If the HP is reduced to 0 in combat, the mouse suffers attribute damage. This is mostly distributed to strength, but depending on the beast it can also go to dexterity or willpower. After a mouse suffers strength damage, it makes a strength save (on the reduced value), if it fails this save, it suffers critical damage and a condition. It has the Injured condition, which is indicated by an item card and blocks an inventory slot. Conditions are resolved by special conditions, such as hold off a long rest or even a full rest.

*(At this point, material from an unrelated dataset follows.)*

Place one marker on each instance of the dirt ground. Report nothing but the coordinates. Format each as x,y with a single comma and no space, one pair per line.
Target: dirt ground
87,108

Since in combat you always hit when you attack, the weapon damage is directly rolled. Here, however, can also, depending on the situation, an advantage and disadvantage. This is indicated by the fact that the damage is reduced to d4 or enhanced to d12.
Items & Spells
If an item has been used, you roll a dice to see if an expense is consumed. If you roll a 4-6 on a d6, you cross off a usage dot on the item card, indicating that the item has been used. For armor and weapons, this happens after use in combat. When all usage dots are crossed out, the item is broken. Magic items are harder to wear out, but cannot be repaired so easily. A quest is needed!
Spells are on runes and thus items. Again, usage dots are crossed off after use. However, this works a little differently. Spells usually have three usage dots for expenses. For each unused box, the mouse can decide how much power it wants to cast the spell with. If she wants to cast the spell with power two, she rolls 2d6 accordingly. The spell tells how to interpret the die roll. Usually there are hints for this in the spell text like [DICE] and [SUM]. But at the same time on this d6 applies: If they show a 4-6, an usage dot is consumed. If they show a 6, the mouse suffers an additional d6 of mental damage, damaging willpower if there is no HP left. After suffering damage to willpower this way, it must make a willpower save. In case it fails, the mouse gets the Mad condition.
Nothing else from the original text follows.